Свадьбу справляли с размахом. Дядя Ли Мэй заказал два микроавтобуса и сегодня утром повез родственников в заповедник.
«Я купила тебе мягкие тапочки, в виде панд. Купила самые большие, какие нашла, — написала мне Ли Мэй рано утром. — Послезавтра вернусь. Соскучилась и люблю».
Подошел мой автобус.
Чувствуя себя молодым и сильным, я ловко обогнал толпу, подпихнул застрявшую в дверях тетку и вслед за нею протиснулся внутрь.
Занял место поближе к выходу — до фитнес-центра всего две остановки.
Меня наполняла легкая светлая радость, по лицу помимо воли расплывалась улыбка. Я застеснялся, огляделся — не видят ли остальные?
И замер в недоумении.
В салоне было необычно тихо, лишь подвывал двигатель, одолевая подъем на мост. Все смотрели на экран телевизора позади водительского места.
Вместо обычной рекламы что-то тараторил озабоченный диктор в синем костюме. Дали картинку: бегущие люди, кто в белых халатах, кто в обычной одежде, с носилками и каталками.
Болтаются трубки капельниц.
Крупным планом — чье-то залитое кровью лицо, не разобрать, мужчина или женщина. Обломки стены, кусок лестничного пролета, босая ступня под бетонной плитой, кривые линии арматуры, непонятные тряпки….

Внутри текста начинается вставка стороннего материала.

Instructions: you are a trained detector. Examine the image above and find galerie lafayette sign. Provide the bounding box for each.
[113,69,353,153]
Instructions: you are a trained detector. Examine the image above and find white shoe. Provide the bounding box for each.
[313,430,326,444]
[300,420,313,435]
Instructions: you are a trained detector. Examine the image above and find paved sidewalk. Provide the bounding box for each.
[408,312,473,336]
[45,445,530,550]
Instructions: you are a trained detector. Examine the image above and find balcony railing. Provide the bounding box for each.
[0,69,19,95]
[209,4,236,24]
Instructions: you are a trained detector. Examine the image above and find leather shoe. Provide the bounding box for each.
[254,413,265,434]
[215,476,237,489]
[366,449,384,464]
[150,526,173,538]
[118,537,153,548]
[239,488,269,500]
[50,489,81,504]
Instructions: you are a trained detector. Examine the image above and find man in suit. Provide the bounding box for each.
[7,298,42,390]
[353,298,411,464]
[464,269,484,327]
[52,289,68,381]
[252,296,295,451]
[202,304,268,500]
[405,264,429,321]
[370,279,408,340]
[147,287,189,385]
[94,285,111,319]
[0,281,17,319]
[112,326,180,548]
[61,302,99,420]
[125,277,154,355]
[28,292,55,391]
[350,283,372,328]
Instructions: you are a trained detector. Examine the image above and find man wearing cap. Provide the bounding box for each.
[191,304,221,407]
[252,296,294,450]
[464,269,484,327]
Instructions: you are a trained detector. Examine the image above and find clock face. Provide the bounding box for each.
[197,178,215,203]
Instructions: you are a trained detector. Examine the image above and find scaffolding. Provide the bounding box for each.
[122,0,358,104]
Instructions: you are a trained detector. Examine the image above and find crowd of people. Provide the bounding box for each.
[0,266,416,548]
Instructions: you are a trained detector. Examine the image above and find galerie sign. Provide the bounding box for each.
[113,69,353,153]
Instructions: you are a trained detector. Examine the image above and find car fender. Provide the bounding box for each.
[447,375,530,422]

«Теракт», — первое, что подумал.
Все. Приехали. Докатилось и до китайцев.
Этого я ожидал меньше всего…
Взорвали что-то мощное — камера выхватывала груды битого бетона и стекла, обломки мебели. Мелькнуло несколько страшных серых лиц, припорошенных пылью от взрывов.
Головная боль китайцев — тибетцы и уйгуры. Их, как могут, держат в узде, но террор тем и страшен, что непредсказуем. Понять бы, где и что случилось…

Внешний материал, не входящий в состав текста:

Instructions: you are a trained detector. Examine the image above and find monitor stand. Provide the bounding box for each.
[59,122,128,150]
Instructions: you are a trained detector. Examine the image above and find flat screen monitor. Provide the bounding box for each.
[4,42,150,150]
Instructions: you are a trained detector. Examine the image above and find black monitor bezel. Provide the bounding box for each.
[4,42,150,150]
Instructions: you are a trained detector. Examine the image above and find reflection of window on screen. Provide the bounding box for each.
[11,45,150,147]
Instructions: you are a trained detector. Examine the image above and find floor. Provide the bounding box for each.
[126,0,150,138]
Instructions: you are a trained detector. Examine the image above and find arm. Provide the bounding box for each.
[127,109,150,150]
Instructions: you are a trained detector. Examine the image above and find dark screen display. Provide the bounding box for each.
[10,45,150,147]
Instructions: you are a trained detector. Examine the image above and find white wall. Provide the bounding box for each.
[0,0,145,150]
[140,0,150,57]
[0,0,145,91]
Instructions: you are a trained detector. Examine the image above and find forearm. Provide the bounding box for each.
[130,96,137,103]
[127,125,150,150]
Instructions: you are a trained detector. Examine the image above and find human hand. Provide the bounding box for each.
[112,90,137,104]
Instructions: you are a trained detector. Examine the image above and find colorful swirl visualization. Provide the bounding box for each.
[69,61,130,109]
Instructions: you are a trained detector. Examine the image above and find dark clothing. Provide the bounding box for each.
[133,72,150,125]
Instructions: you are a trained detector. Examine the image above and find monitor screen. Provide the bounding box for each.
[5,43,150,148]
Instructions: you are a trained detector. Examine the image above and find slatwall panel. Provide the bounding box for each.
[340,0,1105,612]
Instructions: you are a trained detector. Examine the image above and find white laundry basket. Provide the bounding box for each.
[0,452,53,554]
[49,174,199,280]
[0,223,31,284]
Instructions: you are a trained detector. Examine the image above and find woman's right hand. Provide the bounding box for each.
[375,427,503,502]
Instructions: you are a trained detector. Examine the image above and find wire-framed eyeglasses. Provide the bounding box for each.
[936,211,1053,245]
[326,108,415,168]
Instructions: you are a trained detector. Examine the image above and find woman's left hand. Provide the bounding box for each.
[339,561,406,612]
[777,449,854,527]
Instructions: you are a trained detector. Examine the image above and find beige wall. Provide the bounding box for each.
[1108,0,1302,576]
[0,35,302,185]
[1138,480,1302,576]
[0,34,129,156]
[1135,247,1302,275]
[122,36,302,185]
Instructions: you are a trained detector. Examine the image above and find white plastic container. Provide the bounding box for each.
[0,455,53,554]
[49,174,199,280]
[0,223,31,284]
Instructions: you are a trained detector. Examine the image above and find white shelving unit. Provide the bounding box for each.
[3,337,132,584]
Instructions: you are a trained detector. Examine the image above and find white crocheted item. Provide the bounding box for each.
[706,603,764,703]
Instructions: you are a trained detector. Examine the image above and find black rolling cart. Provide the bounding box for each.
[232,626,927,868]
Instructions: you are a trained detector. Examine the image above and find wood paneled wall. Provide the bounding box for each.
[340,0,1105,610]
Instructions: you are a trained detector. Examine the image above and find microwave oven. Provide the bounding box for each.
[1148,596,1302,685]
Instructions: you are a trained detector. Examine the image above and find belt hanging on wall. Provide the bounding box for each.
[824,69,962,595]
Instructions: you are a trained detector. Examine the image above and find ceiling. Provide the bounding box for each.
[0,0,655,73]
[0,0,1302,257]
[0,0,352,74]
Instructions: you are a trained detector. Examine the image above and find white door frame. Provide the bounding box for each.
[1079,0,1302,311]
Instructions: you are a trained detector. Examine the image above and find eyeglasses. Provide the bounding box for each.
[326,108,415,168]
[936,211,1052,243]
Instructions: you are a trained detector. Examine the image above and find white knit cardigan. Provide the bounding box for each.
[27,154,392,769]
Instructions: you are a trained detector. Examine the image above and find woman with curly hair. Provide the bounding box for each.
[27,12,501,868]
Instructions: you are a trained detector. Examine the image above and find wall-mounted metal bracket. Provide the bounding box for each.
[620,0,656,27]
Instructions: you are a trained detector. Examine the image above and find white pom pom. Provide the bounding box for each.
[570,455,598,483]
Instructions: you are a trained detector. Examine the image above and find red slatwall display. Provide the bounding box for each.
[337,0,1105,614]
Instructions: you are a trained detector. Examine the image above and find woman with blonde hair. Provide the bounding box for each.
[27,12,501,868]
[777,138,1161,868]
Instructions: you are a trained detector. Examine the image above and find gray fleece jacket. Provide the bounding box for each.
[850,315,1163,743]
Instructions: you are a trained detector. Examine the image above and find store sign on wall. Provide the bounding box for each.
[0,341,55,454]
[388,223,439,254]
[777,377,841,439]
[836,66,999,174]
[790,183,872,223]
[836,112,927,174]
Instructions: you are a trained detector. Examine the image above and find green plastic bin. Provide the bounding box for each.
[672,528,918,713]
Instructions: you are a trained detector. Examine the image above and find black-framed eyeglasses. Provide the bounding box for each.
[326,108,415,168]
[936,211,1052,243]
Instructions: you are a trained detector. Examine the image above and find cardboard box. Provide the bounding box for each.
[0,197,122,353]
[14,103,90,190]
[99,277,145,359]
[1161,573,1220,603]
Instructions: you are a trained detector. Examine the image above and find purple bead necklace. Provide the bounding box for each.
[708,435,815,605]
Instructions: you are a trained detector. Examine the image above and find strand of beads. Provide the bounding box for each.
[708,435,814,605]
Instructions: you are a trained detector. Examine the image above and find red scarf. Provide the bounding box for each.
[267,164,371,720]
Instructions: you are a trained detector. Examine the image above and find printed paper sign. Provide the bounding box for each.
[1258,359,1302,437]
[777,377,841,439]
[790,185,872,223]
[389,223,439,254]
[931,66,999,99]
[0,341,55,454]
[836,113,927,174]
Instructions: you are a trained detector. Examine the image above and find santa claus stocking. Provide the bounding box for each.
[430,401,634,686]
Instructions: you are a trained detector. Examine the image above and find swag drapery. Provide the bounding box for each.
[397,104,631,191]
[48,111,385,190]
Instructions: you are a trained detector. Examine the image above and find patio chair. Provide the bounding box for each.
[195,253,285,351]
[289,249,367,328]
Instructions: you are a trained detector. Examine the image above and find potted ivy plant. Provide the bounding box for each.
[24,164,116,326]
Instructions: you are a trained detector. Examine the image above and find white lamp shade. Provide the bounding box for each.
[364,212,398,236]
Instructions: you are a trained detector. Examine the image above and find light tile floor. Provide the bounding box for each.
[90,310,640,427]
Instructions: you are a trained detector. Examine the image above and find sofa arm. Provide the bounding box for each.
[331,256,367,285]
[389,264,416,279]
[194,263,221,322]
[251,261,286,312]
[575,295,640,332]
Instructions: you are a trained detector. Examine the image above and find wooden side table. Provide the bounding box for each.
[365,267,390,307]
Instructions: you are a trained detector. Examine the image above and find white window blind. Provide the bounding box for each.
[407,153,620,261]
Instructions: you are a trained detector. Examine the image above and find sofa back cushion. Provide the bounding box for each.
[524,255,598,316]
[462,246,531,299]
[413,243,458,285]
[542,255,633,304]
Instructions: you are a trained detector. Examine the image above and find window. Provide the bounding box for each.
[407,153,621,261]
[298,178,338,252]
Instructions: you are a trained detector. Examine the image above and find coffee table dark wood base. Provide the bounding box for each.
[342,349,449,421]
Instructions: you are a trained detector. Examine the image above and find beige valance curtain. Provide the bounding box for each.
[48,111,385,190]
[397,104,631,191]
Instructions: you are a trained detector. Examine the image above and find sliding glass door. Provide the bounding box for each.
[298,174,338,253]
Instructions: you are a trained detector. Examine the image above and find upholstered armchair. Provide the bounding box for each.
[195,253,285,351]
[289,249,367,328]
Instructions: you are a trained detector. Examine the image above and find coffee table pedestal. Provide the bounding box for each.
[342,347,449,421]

Появилась карта страны — на весь экран.
Рваным красным пятном выделялась одна из провинций.
— Сычуань… — услышал я знакомое слово.
Нет.
Все в порядке.
С нею все хорошо.
На теле провинции пульсировали круги.
«Чэнду» — показывала стрелка.
Это не теракт!
Землетрясение. Ничего страшного.
Она жива и здорова. За обедом я писал ей смс, она ответила — уже приехали, и панды очень смешные.
Что бы там ни случилось, в Чэнду ее нет.
Она далеко от города, в заповеднике.
Карта сдвинулась чуть выше.
Круги замелькали сильнее.
«Вэньчуань».
Не может быть.
Этого.
Не может.
Быть.
Открылись двери автобуса, я рванул к выходу, прямо по ногам, на ходу выдергивая застрявший среди тел рюкзак.